Pour les calculs de localisation pour la géodésie et la géophysique réalisés dans le cadre de l'International DORIS Service (IDS) [13], le problème est plus complexe, puisque l'on a vu que, dans une certaine mesure, ces effets non modélisés sont absorbables par des erreurs de localisation. Il existe actuellement au moins deux pistes de recherche très différentes : ne conserver que les bonnes mesures DORIS ou estimer des paramètres supplémentaires. Ces deux approches possèdent chacune leurs défauts. Lorsque l'on rejette les mauvaises mesures, il faut d'abord être sûr de ne pas en oublier. La première détermination de cet effet ne montrait qu'un nombre limité de stations [15]. De plus, on rejette ainsi presque 50 % des mesures, ce qui diminue l'observabilité des paramètres de position. La deuxième approche semble plus intéressante de ce point de vue. Toutefois, il faut noter que le paramètre à estimer dépend du satellite et non de la station. Il n'est donc pas possible d'estimer un paramètre d'horloge supplémentaire par station. De plus, estimer un paramètre supplémentaire diminuant l'observabilité des résultats, il est donc important de réaliser un tel calcul en utilisant simultanément toutes les mesures DORIS des autres satellites ou les autres mesures GPS et laser à bord de Jason.

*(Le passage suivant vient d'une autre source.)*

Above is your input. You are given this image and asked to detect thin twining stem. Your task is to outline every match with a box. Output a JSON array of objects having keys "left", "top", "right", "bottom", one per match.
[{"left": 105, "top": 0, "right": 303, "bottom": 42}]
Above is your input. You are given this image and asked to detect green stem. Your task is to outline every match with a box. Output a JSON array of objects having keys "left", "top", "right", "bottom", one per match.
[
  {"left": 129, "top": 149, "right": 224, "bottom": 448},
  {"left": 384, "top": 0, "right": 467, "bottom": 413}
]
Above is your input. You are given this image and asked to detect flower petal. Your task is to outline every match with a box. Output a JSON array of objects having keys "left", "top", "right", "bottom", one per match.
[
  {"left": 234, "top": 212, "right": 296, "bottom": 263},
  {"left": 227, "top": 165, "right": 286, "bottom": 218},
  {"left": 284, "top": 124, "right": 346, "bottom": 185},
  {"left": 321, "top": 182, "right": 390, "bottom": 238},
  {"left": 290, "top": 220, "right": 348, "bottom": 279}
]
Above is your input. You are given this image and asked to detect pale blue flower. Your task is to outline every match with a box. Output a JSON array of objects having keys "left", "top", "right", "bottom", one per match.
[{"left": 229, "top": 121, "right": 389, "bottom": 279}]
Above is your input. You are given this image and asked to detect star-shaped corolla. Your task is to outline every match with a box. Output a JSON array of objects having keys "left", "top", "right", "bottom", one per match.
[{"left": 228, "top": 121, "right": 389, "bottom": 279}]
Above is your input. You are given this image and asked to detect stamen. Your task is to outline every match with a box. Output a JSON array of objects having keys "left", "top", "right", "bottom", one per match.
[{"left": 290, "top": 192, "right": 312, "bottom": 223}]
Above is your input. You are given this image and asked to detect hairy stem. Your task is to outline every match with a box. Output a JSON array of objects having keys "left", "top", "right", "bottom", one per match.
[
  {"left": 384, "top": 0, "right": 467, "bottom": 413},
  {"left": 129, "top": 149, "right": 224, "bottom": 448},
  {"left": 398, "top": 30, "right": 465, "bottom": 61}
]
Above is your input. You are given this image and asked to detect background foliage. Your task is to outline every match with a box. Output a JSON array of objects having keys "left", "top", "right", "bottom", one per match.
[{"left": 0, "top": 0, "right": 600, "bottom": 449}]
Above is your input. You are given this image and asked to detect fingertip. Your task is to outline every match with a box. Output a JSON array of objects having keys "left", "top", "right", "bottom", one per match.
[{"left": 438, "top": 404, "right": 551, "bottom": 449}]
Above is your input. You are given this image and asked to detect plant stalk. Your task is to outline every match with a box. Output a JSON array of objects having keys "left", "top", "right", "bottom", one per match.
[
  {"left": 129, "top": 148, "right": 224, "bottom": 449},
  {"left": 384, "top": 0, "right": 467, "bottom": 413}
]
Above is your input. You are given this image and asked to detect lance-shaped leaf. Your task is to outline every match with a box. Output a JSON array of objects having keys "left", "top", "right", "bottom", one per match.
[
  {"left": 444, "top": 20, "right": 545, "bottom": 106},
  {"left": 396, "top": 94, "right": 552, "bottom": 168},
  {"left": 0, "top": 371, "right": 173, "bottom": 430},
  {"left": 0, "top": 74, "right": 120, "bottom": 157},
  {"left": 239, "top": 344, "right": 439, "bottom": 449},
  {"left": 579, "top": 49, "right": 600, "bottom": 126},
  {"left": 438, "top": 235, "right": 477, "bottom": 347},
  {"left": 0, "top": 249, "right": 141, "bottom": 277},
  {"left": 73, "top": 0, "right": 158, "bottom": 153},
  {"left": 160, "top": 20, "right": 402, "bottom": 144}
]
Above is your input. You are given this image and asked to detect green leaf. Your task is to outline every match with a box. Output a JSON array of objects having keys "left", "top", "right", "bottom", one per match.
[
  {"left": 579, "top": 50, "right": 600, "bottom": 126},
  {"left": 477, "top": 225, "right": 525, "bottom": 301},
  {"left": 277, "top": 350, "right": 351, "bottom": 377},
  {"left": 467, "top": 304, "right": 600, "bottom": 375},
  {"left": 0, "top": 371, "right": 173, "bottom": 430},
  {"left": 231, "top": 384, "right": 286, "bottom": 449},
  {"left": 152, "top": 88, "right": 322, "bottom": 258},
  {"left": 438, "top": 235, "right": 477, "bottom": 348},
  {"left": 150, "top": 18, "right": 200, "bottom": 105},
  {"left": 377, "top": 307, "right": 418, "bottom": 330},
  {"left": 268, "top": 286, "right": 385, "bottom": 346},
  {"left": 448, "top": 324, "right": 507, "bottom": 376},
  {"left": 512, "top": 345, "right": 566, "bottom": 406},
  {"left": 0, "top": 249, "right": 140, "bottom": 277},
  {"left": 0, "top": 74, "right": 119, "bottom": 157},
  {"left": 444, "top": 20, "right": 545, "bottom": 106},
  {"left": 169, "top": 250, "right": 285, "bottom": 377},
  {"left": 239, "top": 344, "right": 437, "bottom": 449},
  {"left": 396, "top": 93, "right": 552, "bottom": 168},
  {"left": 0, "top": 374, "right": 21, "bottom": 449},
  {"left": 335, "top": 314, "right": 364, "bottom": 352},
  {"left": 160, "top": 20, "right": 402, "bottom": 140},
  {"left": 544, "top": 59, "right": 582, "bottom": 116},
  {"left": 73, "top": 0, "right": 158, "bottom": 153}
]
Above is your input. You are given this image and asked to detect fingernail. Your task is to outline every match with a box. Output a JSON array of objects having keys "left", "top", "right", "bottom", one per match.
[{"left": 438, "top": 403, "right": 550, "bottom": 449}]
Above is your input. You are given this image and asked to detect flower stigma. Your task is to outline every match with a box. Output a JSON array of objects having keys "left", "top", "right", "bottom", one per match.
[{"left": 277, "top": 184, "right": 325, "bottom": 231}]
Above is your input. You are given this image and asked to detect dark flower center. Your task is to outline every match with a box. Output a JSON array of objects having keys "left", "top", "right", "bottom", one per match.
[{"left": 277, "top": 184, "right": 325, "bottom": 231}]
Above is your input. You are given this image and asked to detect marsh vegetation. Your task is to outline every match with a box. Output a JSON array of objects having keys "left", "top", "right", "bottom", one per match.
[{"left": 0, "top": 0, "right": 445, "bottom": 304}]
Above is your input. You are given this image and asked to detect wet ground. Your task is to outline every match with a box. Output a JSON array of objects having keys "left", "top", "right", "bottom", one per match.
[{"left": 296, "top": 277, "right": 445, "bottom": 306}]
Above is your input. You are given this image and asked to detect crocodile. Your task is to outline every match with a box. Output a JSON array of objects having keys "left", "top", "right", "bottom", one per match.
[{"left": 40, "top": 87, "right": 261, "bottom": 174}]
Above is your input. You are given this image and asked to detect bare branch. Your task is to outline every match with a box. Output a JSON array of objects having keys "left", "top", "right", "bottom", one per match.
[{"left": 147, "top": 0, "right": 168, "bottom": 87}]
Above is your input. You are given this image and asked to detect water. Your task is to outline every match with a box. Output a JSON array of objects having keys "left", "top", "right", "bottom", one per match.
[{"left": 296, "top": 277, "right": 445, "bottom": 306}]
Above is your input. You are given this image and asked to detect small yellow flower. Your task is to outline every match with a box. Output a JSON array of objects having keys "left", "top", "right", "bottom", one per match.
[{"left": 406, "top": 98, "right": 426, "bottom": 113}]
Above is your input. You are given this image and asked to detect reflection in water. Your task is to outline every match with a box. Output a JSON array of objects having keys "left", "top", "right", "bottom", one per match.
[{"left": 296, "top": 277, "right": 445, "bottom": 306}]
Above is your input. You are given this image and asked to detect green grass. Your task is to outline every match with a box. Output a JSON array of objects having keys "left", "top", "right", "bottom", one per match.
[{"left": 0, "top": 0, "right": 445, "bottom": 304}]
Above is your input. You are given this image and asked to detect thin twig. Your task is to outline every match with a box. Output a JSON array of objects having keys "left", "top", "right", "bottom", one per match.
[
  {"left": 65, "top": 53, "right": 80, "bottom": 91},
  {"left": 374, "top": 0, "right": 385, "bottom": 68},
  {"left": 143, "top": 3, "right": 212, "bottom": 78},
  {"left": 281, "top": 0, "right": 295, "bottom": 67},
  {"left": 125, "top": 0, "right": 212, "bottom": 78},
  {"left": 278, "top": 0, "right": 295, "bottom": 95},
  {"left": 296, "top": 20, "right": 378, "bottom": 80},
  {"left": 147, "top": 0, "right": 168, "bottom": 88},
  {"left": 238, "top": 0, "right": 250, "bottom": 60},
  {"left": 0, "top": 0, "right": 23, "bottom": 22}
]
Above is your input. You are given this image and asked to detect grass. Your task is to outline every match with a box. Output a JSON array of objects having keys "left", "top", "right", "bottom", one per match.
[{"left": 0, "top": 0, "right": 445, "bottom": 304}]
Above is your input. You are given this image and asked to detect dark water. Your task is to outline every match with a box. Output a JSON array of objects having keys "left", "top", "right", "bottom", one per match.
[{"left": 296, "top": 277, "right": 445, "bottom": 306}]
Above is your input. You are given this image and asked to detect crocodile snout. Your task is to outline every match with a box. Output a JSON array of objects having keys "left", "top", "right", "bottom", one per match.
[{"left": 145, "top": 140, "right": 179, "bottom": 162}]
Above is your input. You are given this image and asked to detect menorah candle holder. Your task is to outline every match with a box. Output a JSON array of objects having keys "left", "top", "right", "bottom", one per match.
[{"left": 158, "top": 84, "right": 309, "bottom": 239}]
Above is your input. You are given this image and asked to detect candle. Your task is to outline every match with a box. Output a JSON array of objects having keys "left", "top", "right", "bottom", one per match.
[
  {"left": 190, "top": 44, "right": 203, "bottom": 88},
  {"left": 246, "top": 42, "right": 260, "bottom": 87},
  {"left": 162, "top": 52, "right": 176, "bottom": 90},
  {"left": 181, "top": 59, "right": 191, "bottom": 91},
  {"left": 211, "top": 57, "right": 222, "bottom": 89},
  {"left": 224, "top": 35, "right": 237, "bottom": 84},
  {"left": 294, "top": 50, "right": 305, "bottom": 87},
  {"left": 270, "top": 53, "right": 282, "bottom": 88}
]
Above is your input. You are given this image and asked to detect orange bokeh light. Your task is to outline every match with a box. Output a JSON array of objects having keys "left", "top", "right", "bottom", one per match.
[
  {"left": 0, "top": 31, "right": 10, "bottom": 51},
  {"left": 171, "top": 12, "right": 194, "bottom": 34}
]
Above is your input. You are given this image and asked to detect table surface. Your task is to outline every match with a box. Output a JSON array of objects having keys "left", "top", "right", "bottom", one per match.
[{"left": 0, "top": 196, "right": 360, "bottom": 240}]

6 Conclusions et perspectives

En conclusion, nous avons montré que les premiers résultats de localisation géodésique aberrants obtenus à partir des mesures DORIS étaient explicables par une augmentation de la fréquence de l'oscillateur DORIS à bord du satellite Jason, à chaque passage au-dessus de la zone d'anomalie sud-atlantique. Cet effet se cumule et croı̂t presque linéairement au cours du temps. Il est proportionnel à la dose de radiation reçue par l'oscillateur bord depuis le lancement du satellite. Le modèle simplifié que nous proposons permet de confirmer et d'expliquer l'amplitude et la direction des effets constatés sur la localisation géodésique des stations. Pour mieux prendre en compte cet effet dans les calculs de géodésie et d'orbitographie, plusieurs solutions sont envisagées.

Remerciements

Cette étude a été réalisée au Jet Propulsion Laboratory, California Institute of Technology, dans le cadre d'un contrat de recherche avec la National Aeronautics and Space Administration.